ShonTron
Moderator
I'm fond of Toronto's distinctive street light with the curved bracket. They're the ones that emit white light, but are limited to the old city of Toronto. Better design is possible and preferable in prominent places, but as a "generic" design to install on ordinary streets, it's quite elegant. In fact, these street lights have even been used in prominent streetscape overhauls like St. George Street through the U of T campus. They look fine, but I would still advocate for a more sophisticated design for such ambitious projects.
New LED lighting units have been installed on these distinctive brackets as an experiment on a few streets, but don't seem to suit the curved bracket design as well as the round metal halide unit presently used. It should be a round lighting unit. Windsor has the distinctive brackets as well, but they installed sodium-vapour lights on them. Like our experimental LED lights, they don't seem to compliment the curved look of the bracket very well.
Windsor certainly has a lot of those old brackets retrofitted with cobra-heads.
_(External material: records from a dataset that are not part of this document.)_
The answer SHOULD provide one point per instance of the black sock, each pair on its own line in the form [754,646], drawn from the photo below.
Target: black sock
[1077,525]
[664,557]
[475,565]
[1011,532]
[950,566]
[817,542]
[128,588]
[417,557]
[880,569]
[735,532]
There's still a few in Brampton in the B and C Sections of Bramalea, though they look a little different, actually much like the ones in Etobicoke from the late 1950s/1960s. The old Town of Brampton had a miniature version (same as the old Yonge subway poles) that disappeared except for one in an alleyway. A few retrofitted brackets remain like on Elizabeth Street.
I resurrected the month-old thought as I was biking in the Huronia region a week-and-a-half ago, I found a pure acorn-and-bracket in Midland.